The history of working class politics in the west coast of Scotland serves as an object lesson as to how much faith workers should place in the promises of silvery tongued "rebels.” The old days of the "Red” Clyde are past but if the working class can learn from the disastrous mistakes of their fathers then some of the blood which has been spilled by the old misguided fire-eaters of yesteryear will not have been spilled in vain. If the problems of unemployment, insecurity and poverty are to be solved it is obvious that a knowledge of how these problems arise is necessary. Instead of calling on the "assistance” of the political witchdoctors to solve these problems, we must seek the cure on our own behalf. We must wave aside the "nationalisation balms” and the "state control incantations” as these "remedies,” these political prescriptions have proved not only inadequate but injurious when applied to the body politic.

Whether you, as a worker, are engaged in a shipyard, a mine or a factory you cannot ignore the threat of unemployment. This threat hangs like a cloud over the heads of all workers whether they produce tankers, coal or papier mache dolls. If there is no longer any profit to be realised from your particular product, the owner of that industry will dispense with your mental and physical energies. You will in fact be unemployed although, in Britain, there is a tendency in the press to call it "redundant” rather than unemployed. However a garbage heap by any other name would still stink.

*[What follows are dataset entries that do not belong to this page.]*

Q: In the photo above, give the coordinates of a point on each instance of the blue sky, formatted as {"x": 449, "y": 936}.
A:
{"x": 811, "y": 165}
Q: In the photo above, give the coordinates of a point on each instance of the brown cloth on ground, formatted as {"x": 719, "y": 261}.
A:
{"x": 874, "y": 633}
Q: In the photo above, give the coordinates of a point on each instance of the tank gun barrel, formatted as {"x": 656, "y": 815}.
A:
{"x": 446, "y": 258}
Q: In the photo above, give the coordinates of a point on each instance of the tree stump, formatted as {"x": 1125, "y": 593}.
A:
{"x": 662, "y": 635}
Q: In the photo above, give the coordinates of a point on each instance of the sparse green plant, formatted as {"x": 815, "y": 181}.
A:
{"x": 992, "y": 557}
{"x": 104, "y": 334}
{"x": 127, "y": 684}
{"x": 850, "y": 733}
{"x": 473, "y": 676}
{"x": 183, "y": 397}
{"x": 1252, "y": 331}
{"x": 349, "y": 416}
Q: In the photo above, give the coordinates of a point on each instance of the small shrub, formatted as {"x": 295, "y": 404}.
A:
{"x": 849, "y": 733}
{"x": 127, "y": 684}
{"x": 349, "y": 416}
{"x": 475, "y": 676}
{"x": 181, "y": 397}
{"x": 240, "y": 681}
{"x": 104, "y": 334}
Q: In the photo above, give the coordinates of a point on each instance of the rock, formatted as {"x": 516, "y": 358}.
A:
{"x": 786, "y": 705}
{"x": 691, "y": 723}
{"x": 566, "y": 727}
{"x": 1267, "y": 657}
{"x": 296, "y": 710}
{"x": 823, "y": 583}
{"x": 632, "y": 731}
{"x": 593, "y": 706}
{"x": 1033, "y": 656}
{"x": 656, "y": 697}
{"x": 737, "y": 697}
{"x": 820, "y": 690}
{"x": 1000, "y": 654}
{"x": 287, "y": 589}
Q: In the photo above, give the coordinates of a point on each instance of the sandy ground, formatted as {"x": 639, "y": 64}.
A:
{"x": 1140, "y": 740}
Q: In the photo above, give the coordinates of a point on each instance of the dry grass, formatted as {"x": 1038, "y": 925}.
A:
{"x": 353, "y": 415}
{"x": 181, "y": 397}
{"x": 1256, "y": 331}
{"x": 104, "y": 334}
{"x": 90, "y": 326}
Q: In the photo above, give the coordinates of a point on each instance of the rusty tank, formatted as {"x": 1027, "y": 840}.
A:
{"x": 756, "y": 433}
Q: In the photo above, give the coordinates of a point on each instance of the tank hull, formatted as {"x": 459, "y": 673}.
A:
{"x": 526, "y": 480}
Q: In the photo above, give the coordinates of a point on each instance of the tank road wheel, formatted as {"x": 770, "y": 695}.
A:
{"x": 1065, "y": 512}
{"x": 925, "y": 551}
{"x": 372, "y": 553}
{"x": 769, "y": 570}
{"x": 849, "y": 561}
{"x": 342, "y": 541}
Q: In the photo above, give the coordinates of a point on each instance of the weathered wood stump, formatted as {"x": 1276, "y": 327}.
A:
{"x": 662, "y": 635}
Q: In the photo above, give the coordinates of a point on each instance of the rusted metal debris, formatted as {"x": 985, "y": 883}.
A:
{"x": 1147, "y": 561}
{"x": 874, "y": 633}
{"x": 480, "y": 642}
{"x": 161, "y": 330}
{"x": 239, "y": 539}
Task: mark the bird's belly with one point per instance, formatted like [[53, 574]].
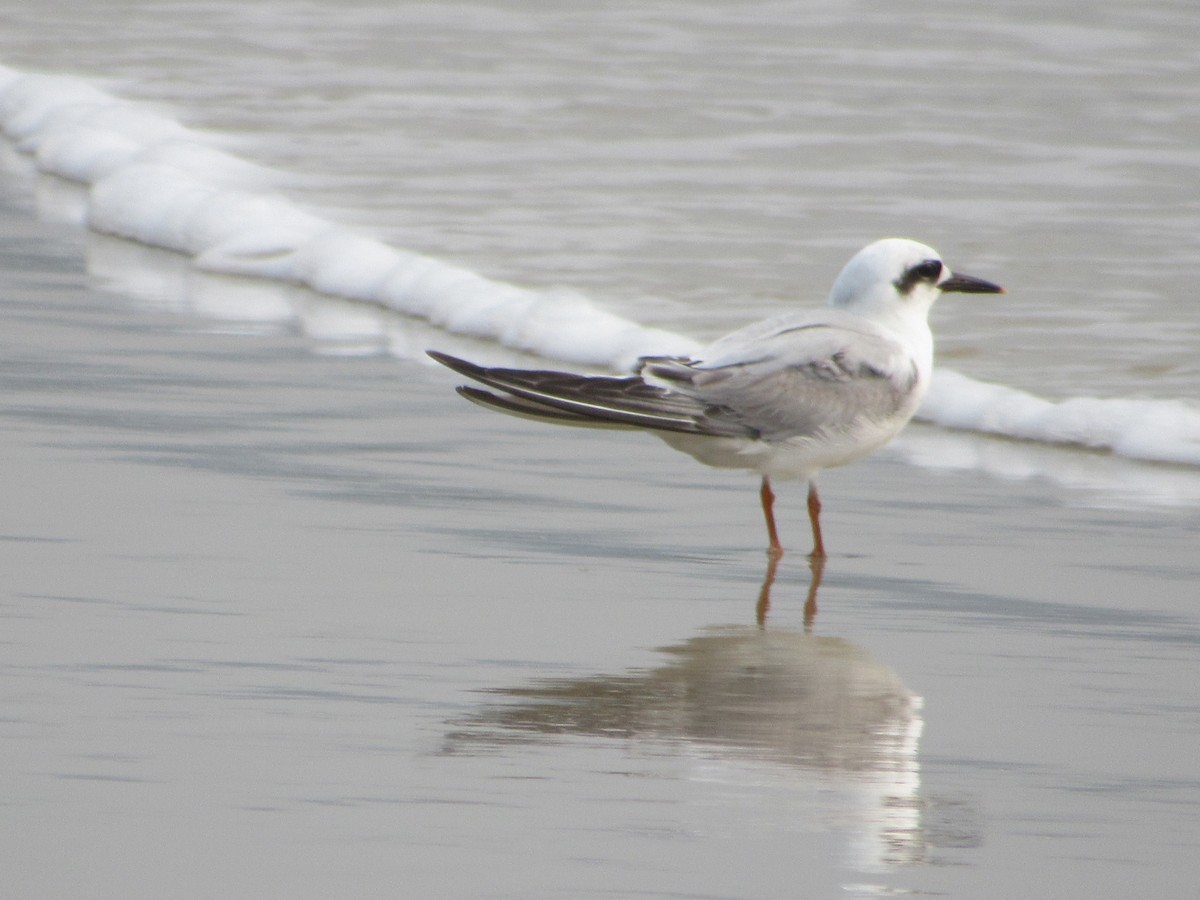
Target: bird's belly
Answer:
[[797, 457]]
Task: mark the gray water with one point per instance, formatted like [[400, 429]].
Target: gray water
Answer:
[[283, 618]]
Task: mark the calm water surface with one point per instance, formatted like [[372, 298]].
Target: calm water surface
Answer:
[[285, 619]]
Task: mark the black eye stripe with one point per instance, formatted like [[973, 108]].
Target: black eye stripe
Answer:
[[929, 270]]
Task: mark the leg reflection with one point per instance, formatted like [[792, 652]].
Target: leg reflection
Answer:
[[816, 565]]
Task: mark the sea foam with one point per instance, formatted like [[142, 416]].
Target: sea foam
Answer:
[[155, 181]]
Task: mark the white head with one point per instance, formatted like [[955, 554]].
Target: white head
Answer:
[[899, 279]]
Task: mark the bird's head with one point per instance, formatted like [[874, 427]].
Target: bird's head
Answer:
[[897, 276]]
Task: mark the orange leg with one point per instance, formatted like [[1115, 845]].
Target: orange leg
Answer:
[[815, 519], [775, 550]]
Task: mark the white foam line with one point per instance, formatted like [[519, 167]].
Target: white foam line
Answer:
[[155, 181]]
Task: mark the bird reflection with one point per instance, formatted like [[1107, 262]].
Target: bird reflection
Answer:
[[816, 567], [798, 703]]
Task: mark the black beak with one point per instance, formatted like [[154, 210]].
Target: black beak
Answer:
[[969, 285]]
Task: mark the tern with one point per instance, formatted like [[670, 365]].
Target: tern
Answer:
[[785, 397]]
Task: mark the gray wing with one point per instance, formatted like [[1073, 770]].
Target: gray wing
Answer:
[[601, 401], [799, 378]]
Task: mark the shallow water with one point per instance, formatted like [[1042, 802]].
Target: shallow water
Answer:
[[283, 618]]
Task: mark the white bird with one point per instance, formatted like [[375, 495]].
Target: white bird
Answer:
[[785, 397]]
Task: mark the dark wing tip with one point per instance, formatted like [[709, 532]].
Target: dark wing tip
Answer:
[[459, 365]]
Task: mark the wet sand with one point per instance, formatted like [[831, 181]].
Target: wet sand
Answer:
[[281, 621]]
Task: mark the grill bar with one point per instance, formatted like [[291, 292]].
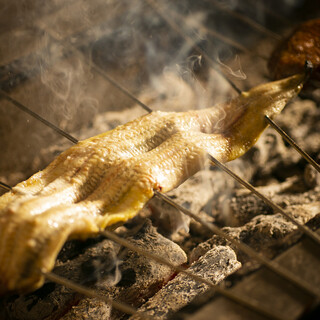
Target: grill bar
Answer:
[[247, 185], [293, 143]]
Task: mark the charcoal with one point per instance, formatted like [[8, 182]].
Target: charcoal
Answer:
[[264, 233], [215, 265], [100, 267]]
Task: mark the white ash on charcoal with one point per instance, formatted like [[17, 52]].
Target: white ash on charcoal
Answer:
[[108, 268], [268, 289], [269, 234], [214, 266], [243, 205]]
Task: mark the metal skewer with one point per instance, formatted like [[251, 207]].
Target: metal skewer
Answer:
[[246, 249], [293, 144]]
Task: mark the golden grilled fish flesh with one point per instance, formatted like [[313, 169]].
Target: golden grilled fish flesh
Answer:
[[110, 177]]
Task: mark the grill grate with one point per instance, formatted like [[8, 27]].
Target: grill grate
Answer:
[[97, 69]]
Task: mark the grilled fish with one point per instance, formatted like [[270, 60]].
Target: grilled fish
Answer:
[[110, 177]]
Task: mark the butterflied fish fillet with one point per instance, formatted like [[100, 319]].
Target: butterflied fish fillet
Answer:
[[109, 178]]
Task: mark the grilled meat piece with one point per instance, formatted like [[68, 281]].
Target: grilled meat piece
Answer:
[[302, 45], [109, 178]]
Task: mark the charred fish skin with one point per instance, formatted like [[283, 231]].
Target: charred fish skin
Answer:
[[110, 177]]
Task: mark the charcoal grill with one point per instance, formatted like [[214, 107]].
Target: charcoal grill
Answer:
[[68, 72]]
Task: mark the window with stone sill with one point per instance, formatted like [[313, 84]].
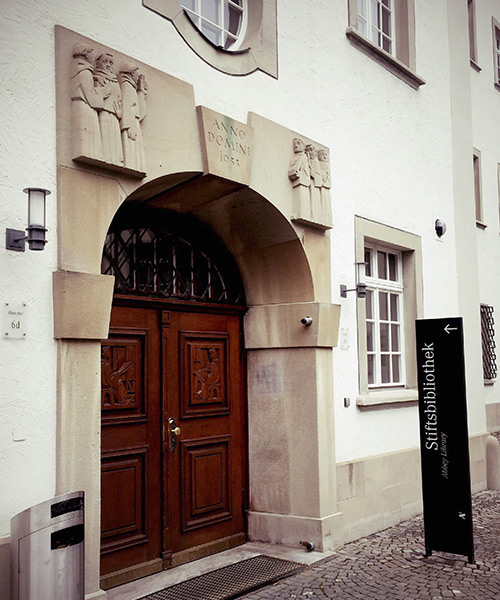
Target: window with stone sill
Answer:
[[471, 8], [384, 308], [496, 52], [386, 317], [236, 37], [385, 29]]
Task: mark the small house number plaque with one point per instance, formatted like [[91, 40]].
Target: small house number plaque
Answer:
[[14, 320]]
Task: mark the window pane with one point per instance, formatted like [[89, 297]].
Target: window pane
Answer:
[[385, 364], [368, 261], [383, 306], [393, 267], [209, 9], [374, 12], [371, 368], [369, 304], [384, 337], [382, 265], [396, 377], [232, 19], [369, 337], [386, 21], [211, 32], [394, 307], [395, 338]]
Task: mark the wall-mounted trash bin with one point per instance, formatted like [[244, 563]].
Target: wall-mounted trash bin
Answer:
[[47, 550]]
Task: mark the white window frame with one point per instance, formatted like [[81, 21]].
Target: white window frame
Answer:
[[197, 18], [375, 28], [377, 286], [409, 247], [401, 60], [257, 44], [496, 52]]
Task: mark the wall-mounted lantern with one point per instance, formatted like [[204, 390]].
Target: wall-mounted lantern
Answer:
[[15, 238], [360, 288]]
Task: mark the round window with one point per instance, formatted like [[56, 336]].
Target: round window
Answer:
[[222, 22]]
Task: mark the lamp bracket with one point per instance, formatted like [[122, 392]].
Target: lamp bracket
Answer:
[[14, 239]]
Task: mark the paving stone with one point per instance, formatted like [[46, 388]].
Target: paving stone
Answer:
[[391, 565]]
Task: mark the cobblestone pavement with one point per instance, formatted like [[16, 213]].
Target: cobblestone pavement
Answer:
[[390, 565]]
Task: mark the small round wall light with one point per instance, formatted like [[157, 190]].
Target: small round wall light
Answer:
[[440, 227]]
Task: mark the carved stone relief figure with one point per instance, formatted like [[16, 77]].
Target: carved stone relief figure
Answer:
[[299, 173], [316, 183], [134, 90], [324, 163], [111, 113], [87, 100]]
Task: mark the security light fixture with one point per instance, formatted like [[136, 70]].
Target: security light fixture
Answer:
[[15, 238], [439, 227], [360, 288]]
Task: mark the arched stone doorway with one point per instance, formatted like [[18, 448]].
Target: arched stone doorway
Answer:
[[173, 439], [290, 414]]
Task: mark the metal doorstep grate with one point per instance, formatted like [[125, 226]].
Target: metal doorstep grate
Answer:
[[231, 581]]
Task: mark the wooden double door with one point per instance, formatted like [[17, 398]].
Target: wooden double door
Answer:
[[173, 474]]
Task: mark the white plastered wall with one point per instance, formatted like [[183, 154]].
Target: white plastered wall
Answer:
[[391, 155], [485, 100]]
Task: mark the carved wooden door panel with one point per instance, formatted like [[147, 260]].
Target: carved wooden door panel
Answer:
[[131, 444], [167, 498], [207, 469]]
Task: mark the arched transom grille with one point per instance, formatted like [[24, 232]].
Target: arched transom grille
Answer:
[[150, 261]]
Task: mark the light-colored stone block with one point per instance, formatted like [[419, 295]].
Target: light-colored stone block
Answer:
[[227, 146], [86, 205], [493, 416], [493, 463], [82, 305], [5, 567], [281, 326], [369, 513], [78, 456], [288, 530]]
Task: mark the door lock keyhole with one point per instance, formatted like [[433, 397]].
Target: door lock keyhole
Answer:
[[173, 433]]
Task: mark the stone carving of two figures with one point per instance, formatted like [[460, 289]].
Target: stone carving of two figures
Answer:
[[107, 109], [309, 173]]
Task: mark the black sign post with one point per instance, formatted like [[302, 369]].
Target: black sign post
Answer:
[[444, 441]]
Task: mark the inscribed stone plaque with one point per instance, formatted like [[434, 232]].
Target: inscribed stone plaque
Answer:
[[14, 320], [227, 146]]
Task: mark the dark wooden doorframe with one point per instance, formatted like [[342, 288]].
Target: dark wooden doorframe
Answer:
[[187, 334]]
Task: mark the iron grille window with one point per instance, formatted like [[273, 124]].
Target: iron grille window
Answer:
[[151, 261], [488, 342]]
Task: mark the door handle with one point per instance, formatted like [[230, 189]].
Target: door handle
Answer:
[[173, 432]]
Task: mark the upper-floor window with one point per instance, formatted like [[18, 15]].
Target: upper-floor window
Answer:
[[223, 22], [236, 37], [472, 30], [385, 29], [496, 51], [478, 200], [376, 21]]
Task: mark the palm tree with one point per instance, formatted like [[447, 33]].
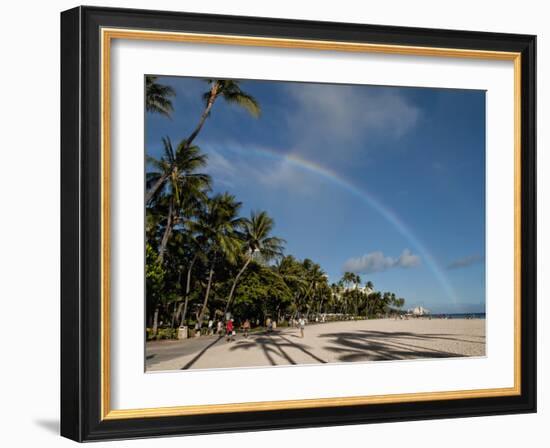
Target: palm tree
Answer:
[[157, 97], [177, 170], [231, 92], [173, 165], [218, 227], [257, 243]]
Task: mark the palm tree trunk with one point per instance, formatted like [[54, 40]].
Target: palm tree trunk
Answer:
[[187, 289], [204, 116], [232, 291], [166, 236], [151, 192], [205, 303]]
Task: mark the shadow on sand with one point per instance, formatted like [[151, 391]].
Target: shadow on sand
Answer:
[[364, 345], [271, 346]]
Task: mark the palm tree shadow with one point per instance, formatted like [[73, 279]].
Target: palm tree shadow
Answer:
[[200, 354], [270, 347], [364, 345]]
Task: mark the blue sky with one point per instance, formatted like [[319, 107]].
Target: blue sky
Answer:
[[386, 181]]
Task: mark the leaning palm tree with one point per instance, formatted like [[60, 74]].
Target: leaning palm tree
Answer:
[[257, 243], [218, 228], [157, 96], [232, 93]]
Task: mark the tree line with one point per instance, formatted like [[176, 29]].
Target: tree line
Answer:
[[204, 259]]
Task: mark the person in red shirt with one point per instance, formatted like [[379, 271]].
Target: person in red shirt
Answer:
[[229, 330]]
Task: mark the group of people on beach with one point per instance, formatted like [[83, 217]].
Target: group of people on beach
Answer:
[[228, 330]]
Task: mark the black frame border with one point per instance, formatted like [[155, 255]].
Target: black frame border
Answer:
[[81, 223]]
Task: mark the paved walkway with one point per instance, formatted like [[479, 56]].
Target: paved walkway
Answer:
[[372, 340]]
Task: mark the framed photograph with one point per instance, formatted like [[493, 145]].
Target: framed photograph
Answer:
[[276, 224]]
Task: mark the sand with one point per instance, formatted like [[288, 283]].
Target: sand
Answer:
[[352, 341]]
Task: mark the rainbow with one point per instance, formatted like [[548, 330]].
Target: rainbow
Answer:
[[364, 196]]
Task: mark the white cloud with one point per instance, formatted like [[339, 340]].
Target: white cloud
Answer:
[[339, 119], [378, 262], [232, 164], [465, 262]]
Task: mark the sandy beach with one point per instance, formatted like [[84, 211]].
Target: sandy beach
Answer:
[[351, 341]]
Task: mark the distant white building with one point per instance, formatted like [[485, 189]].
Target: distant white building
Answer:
[[364, 289], [419, 311]]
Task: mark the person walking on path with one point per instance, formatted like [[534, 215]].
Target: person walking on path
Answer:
[[229, 330], [302, 325], [210, 327], [246, 328]]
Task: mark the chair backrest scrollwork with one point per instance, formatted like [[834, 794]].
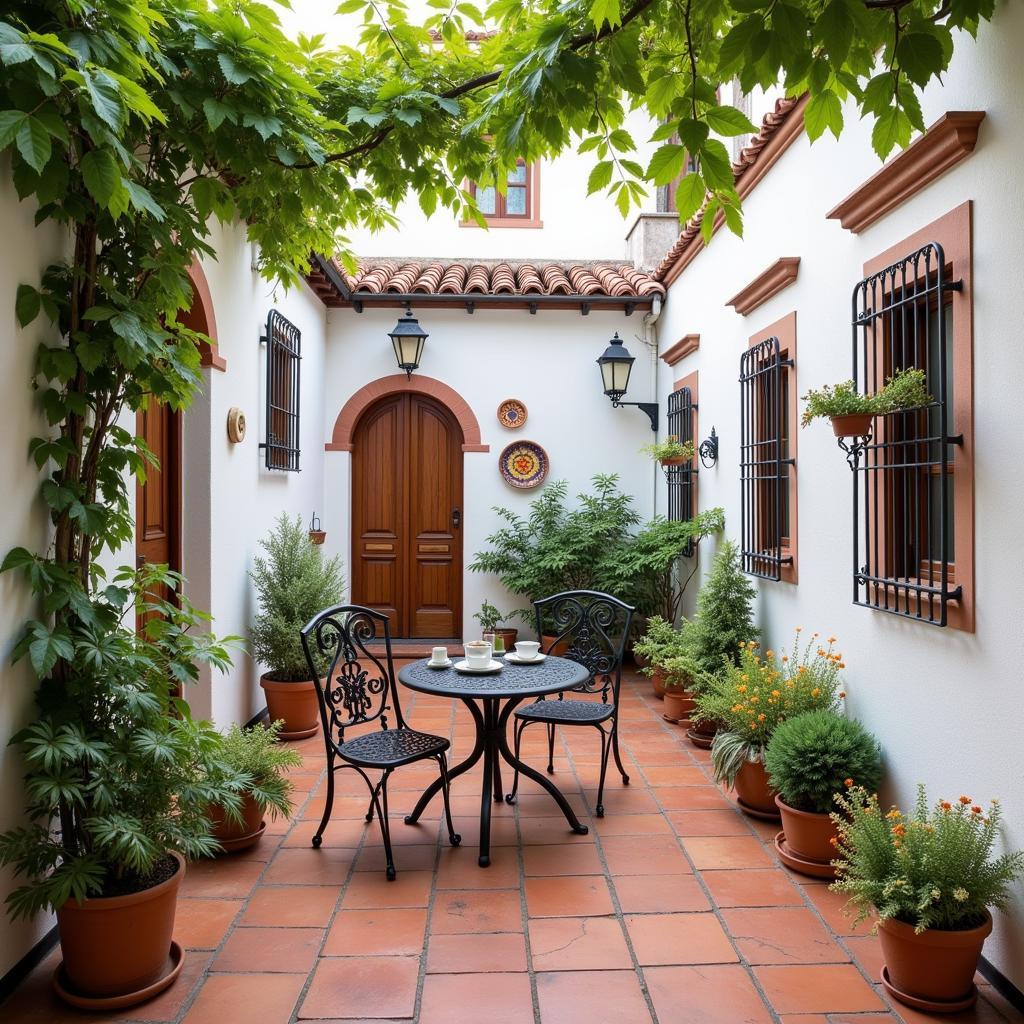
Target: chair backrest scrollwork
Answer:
[[354, 685], [590, 628]]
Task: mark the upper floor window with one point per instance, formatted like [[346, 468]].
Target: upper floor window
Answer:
[[517, 206]]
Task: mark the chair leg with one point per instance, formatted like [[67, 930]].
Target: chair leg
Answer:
[[329, 803], [614, 750], [454, 838], [605, 744]]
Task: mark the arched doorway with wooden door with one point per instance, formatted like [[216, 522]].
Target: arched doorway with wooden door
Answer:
[[407, 514]]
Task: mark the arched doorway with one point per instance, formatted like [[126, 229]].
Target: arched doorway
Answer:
[[407, 514]]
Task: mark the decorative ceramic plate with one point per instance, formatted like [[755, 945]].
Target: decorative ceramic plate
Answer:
[[512, 414], [523, 464]]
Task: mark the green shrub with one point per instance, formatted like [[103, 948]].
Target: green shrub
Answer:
[[932, 868], [293, 583], [810, 758]]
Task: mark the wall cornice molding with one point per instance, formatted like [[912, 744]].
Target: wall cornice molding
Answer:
[[949, 140], [780, 274]]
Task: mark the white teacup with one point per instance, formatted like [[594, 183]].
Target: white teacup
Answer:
[[478, 653]]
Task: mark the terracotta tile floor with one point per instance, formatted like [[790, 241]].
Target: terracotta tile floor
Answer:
[[673, 909]]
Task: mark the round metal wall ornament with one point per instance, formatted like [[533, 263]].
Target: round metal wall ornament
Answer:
[[523, 464], [236, 425], [512, 414]]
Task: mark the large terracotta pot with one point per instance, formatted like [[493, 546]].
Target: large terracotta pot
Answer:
[[117, 945], [296, 702], [233, 837], [808, 836], [754, 791], [936, 966], [679, 706]]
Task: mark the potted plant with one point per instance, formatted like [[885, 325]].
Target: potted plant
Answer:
[[258, 764], [851, 412], [931, 878], [723, 623], [671, 452], [293, 583], [489, 617], [810, 759], [750, 699], [120, 779]]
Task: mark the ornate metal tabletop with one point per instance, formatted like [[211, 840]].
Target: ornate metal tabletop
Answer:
[[551, 676]]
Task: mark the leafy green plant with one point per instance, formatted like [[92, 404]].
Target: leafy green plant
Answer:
[[904, 389], [724, 620], [258, 763], [115, 758], [671, 448], [752, 698], [293, 583], [811, 757], [931, 868]]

All commodities today are produced for profit — no profit. . . . no production. . . . no work. It is an undeniable fact, difficult as it may be to realise, that goods are not produced for use; coal is not mined in order that your house may be warm, clothing is not tailored to be worn nor are houses built to be lived in.

Recently miners in Scotland have become unemployed because, as officials of the National Coal Board assure us, there is too much coal; but go into any house in Scotland and ask if there is too much coal and you will receive dark looks from the inhabitants who will in all likelihood be huddled around a pathetic fire which could well do with some of this surplus coal that is piling up. It is because we live in a society where production is carried on for profit that we have to endure such insane situations as thousands of people homeless, or ill housed, and an army of building tradesmen out of work.

The Glasgow housewife, with whose comment I started this article, will probably never read this but hundreds who have the same fear of the insecurity of modern society will and it is to them that I say, let us, the working class, the only people of any consequence, get to the cause of this insecurity and by our understanding change society from Capitalism to Socialism where the good things of life will not be produced for profit but for use. For then, and only then, fellow workers, will such a plight as can be described as " . . . worse than a death in the hoose” be a part of man’s prehistoric past.